Jacques-Benoît Rauscher

La prière qui devrait être consommée avec modération

On apprend beaucoup de ses ainés. J’ai, en particulier, toujours apprécié le caractère plein de sagesse et de mesure de certains de mes frères qui savent mettre à distance les petits aléas du quotidien et les tempêtes qui se lèvent dans des verres d’eau quand on traite de telles ou telles pratiques conventuelles. Ma surprise n’a donc été que plus grande quand un frère –que j’apprécie pour son sens de la mesure –s’est un jour emporté contre l’habitude de prier pour les chefs d’État dans de très nombreuses communautés chrétiennes ! Si j’avais bien noté, comme lui, que c’est effectivement un leitmotiv des prières universelles et des intercessions liturgiques, je ne voyais pas ce qui pouvait l’irriter à ce point dans cette pratique, encouragée –excusez du peu –par Saint Paul lui-même (1Tm 2,1-2).

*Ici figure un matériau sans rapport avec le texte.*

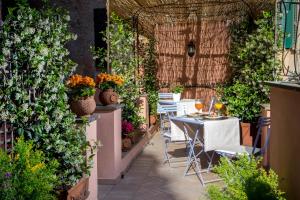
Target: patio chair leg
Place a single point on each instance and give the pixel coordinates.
(198, 167)
(166, 156)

S’il ne récusait en rien l’injonction de l’Apôtre, ce qui perturbait ce frère habituellement si calme était le caractère récurrent d’une telle prière derrière laquelle il voyait poindre une menace inhérente à notre vie chrétienne contemporaine. Et je dois dire qu’il m’a convaincu.

Prier pour les dirigeants oui…mais

Certes, prier pour ceux qui nous gouvernent, nous rappelle que notre vie chrétienne ne se déroule jamais « hors sol ». Le cadre, y compris le cadre social et politique, dans lequel elle se place a une importance pour la relation de l’homme à Dieu. En ce sens, aujourd’hui comme hier, nous avons besoin de prier pour ceux qui nous gouvernent. Mais aujourd’hui sans doute plus qu’hier, nous voyons notre monde changer à une vitesse encore rarement égalée dans l’histoire de l’humanité. Ces changements, s’ils affectent tous les hommes, touchent spécialement les chrétiens. Les modes de vie et les habitudes culturelles les plus enracinées, les identités et les appartenances peu mises en cause au cours des siècles sont aujourd’hui contestées. Le chrétien se trouve parfois assez démuni devant la vague qui a emporté (ou qui est en train d’emporter) des piliers de son univers mental.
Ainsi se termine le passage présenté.